Laws in this area can be tricky to interpret, so digest this caution, but I found this analysis from Bloomberg BusinessWeek of interest:
The Safe Harbor scheme (not recognized by the Germans, incidentally) allows U.S. tech firms such as Google to self-certify, to say that they conform to EU-style data protection standards even if their country’s laws do not. It’s not quite that simple—these companies really do need to jump through some hoops before they claim compliance; just ask Heroku—but it does largely come down to trust.
EU data protection regulators have already called for the system to be toughened up through the introduction of third-party audits, but frankly it now looks like the whole system is in tatters. U.S. companies claiming Safe Harbor compliance include Google, Yahoo, Microsoft (MSFT), Facebook, and AOL (AOL), all of which now appear to be part (willingly or otherwise) of the NSA’s PRISM scheme.

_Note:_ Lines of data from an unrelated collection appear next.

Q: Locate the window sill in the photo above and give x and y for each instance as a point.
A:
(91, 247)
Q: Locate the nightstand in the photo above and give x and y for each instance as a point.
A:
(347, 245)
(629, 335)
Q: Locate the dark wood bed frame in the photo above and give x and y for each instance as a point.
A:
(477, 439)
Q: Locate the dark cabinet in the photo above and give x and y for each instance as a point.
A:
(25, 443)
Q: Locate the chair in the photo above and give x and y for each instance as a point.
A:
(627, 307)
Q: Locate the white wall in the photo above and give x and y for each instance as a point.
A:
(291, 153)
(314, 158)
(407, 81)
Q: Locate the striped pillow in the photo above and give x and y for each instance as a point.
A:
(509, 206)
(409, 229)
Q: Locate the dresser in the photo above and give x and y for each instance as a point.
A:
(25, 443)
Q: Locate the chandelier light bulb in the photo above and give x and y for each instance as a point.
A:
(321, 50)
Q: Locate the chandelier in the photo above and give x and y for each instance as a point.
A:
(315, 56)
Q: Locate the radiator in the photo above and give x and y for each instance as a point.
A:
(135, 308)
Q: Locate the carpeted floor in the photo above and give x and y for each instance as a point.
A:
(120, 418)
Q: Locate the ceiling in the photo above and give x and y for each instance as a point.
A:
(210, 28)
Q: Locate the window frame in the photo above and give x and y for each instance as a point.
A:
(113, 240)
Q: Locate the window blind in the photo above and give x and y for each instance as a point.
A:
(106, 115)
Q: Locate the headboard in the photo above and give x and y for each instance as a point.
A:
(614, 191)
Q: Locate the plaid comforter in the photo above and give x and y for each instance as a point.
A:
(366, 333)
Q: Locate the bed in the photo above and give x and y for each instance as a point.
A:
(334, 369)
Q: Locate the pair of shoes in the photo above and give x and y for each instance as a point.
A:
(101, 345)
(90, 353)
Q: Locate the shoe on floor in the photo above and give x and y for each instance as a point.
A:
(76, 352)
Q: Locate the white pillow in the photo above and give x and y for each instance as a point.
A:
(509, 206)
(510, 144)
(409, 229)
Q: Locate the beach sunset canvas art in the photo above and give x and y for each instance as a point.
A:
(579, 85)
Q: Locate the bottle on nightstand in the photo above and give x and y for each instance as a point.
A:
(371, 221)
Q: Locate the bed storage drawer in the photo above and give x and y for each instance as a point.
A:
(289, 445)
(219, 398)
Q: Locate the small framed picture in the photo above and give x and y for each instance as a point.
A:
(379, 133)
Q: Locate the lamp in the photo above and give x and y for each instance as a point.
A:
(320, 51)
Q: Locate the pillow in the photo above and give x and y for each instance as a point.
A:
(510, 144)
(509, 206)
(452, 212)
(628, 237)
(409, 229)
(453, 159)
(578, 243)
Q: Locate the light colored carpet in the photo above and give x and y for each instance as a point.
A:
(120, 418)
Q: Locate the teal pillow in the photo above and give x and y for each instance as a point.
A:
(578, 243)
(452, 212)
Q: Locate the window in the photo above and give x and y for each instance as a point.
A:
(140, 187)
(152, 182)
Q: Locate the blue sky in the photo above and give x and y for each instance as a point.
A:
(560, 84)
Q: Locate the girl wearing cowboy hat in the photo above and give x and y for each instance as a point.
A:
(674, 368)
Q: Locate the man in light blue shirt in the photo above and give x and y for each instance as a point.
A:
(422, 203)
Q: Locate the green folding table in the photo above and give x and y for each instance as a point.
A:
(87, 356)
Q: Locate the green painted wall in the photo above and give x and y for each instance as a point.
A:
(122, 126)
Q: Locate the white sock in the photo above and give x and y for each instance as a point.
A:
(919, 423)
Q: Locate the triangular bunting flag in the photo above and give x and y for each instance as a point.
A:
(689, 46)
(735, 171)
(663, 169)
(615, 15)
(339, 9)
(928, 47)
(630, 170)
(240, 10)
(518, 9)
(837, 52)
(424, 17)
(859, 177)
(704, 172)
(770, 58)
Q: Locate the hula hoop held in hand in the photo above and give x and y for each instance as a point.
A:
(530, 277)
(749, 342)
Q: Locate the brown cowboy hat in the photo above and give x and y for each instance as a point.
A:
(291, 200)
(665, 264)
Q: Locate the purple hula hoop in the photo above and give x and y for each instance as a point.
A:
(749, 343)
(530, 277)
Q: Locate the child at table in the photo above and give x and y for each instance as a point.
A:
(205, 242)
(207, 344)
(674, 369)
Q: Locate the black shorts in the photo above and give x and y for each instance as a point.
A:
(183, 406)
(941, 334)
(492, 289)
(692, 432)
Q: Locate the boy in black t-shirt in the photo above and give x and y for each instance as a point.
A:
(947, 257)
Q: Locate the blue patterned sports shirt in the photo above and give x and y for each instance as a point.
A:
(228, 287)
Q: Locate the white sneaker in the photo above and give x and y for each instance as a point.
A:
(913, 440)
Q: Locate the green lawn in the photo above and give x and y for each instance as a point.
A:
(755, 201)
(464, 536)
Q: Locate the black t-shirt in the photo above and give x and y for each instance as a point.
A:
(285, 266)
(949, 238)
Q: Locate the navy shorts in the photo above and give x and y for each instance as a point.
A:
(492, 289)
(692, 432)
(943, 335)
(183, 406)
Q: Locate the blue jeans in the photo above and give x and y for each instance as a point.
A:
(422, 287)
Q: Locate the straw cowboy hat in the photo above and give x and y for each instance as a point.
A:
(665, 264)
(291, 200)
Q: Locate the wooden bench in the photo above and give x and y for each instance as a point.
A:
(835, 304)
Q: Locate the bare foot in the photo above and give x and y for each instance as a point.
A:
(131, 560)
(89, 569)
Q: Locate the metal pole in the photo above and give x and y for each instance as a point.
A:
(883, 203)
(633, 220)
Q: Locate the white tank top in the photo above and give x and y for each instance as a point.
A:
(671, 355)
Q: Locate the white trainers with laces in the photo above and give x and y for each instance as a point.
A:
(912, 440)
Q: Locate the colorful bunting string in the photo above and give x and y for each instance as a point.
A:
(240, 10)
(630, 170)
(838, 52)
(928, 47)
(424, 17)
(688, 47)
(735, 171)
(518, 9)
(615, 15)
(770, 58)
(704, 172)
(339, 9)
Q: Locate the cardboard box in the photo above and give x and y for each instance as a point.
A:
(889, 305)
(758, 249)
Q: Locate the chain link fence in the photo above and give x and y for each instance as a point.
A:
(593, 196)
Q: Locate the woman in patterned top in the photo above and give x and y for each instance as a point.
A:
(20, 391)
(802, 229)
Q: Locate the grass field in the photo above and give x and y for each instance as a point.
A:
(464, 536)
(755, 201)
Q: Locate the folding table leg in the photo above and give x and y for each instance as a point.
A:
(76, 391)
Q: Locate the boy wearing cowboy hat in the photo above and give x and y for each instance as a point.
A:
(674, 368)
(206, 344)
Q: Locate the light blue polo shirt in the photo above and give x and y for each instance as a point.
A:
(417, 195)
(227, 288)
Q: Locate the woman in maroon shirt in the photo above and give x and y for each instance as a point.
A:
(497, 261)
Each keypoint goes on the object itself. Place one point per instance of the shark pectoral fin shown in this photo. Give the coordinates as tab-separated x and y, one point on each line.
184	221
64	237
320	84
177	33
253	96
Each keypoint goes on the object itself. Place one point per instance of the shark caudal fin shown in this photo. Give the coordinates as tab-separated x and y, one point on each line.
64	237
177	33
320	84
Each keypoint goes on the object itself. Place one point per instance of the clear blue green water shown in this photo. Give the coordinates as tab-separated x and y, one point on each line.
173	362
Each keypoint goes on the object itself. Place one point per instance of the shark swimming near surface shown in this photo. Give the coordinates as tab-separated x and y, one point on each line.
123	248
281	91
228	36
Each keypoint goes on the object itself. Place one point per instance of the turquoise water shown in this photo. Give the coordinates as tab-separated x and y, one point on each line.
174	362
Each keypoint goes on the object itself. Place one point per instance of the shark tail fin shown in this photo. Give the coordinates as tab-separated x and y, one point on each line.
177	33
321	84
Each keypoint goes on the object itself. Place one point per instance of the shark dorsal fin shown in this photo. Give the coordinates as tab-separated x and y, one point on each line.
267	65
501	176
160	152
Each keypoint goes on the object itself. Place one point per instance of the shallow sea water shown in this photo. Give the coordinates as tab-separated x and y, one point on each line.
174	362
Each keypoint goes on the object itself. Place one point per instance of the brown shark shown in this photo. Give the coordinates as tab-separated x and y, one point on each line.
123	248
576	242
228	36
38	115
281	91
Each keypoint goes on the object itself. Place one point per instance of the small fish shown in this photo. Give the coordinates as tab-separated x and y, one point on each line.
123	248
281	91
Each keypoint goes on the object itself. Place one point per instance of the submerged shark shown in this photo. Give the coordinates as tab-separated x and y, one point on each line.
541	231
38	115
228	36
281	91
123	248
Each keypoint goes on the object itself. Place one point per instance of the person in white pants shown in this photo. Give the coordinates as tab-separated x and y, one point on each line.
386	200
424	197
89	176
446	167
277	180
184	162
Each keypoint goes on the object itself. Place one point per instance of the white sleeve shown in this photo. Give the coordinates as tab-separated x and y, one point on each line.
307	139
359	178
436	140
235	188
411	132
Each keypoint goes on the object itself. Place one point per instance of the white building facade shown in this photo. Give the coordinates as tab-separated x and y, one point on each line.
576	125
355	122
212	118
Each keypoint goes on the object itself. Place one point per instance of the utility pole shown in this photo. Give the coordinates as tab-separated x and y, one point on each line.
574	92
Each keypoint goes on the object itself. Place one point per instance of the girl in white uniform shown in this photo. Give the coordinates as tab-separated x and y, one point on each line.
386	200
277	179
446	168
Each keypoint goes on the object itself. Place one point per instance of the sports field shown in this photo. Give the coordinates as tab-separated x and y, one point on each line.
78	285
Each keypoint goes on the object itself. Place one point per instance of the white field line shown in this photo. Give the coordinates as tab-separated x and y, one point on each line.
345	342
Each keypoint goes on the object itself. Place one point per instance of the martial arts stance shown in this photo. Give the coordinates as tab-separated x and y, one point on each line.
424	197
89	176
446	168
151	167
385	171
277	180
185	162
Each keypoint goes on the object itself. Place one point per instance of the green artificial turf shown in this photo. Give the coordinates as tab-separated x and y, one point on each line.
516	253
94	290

As EU data protection rules don’t say it’s OK for foreign military units to record or monitor the communications of European citizens—heck, even local governments aren’t supposed to be doing that—the Safe Harbor program now looks questionable to say the least. A lot of people have already pointed to the U.S. Patriot Act as a threat, and now the effects of that legislation are plain to see.
The update at the beginning of the article reads:
I’ll admit I am shocked to have received this response from the European Commission’s Home Affairs department to my request for comment, with particular regard to the impact on EU citizens’ privacy: “We do not have any comments. This is an internal U.S. matter.”
I don’t see kicking U.S. tech companies out of Europe as a promising way of starting U.S./EU free trade negotiations. One possible legal “out” is discussed here. If anyone is going to drive this issue forward, it is likely the European public, who of course still can insist on tougher standards. Here is one description of Safe Harbor policies. The tech companies themselves may fear a loss of international competitiveness, or that Safe Harbor standards will be toughened, you will find a discussion of commercial worries and their potential impact here.